Further, he spoke and behaved like a gentleman, if an awkward and diffident one, yet his coat-sleeves were an inch too short for his arms, his boots worn down at the heels. Those of his possessions which Sophie had had occasion to see were in a similar state—sturdy goods long used, well kept but often mended. Was he a fraud? An interloper? A gentleman fallen on hard times?

“I do think it very kind of Papa to attempt to improve Mr. Marshall,” said Amelia one morning, when Sophie and she were working together in the morning-room. “But I fear his efforts are quite wasted.”

“Oh?” Sophie kept her eyes on her crewel-work, lest her expression reveal how much this subject interested her. “How so?”
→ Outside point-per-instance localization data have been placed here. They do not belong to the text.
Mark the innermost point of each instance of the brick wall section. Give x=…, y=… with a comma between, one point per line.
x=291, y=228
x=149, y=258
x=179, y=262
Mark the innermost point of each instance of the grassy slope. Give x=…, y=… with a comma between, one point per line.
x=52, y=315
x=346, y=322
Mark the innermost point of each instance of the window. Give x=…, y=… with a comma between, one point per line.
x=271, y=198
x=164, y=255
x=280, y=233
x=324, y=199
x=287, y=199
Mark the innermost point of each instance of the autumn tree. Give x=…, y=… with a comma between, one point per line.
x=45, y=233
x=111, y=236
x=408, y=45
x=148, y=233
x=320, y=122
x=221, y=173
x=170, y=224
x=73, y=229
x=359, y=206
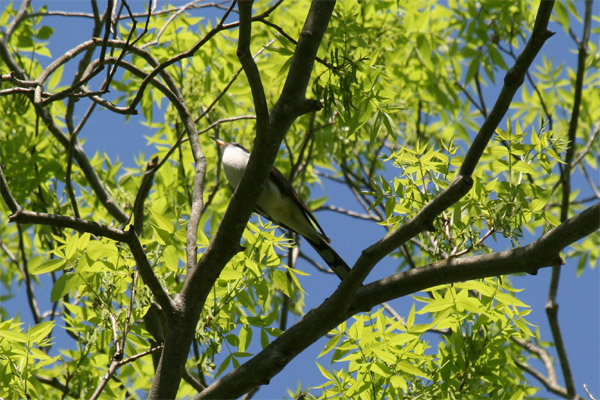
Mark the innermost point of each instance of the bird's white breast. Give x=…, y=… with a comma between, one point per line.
x=234, y=164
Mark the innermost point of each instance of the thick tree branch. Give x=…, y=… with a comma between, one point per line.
x=512, y=81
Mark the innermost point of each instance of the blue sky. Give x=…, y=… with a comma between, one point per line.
x=578, y=298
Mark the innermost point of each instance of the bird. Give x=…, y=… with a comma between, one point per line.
x=280, y=203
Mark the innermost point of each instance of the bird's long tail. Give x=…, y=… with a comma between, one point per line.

“Oh! I do not think Mr. Marshall improves at all,” said Amelia. “I begin to believe he is not worth the trouble.
I
certainly do not intend to take any further trouble about him; a young man who does not so much as remark when one wears a new gown . . . !”

“But, Amelia,” said Sophie, with as much gravity as she could muster, “young men cannot be expected—”

“Oh! As to knowing the difference between one gown and another, certainly not. But a man ought to take notice of one's appearance, Sophia, even when he does not understand what it is he is taking notice of.”

Indeed, his behaviour on that first evening notwithstanding, Gray had quite failed to offer Amelia the abject admiration she considered her due. Sophie could not be certain whether Gray's indifference to her sister's charms indicated (as she rather hoped) unusual perspicacity, or whether it was mere absence of mind; its result, however, was that Amelia had quit the field altogether, giving Sophie, for almost the first time, both opportunity and leisure to study the ways of young men—at any rate, of one young man. What manner of life had he led, that she so often saw him look fearful or unhappy? What made his stammer come and go? Why should the Professor bring him here, only to disdain him, and why should he bear so meekly the Professor's ill-natured, often ill-deserved rebukes?

Sophie found this philosophickal study an absorbing one; Gray, she concluded, was a far more interesting person than either he or the Professor wished her to believe.

*   *   *

“Sophie! So-phieeee!”

Gray, dressing himself for dinner in his bedroom, wondered at the cheerful cry. The voice was one not known to him, and, of all the household, only he himself used the name Sophie preferred, and then only when no one else was present. As he tugged a comb through his thick sandy hair, still damp from washing—trying as he always did to force it into some semblance of respectable neatness—he listened closely for a reply.

It came soon enough, in Sophie's familiar voice: “Joanna, do be quiet! Come in, come upstairs. If the Professor hears you screeching like a fishwife, we shall be read lectures for a month.”

Joanna.
This, then, was the youngest Callender daughter, home at last from school in Kemper. Heedless of her sister's admonition, she chattered eagerly all the way up the stairs.

“If only you would walk as quickly as you speak,” Sophie said. She sounded harassed, yet there was an affection in her tone that Gray had never heard when she spoke to her father or Miss Callender.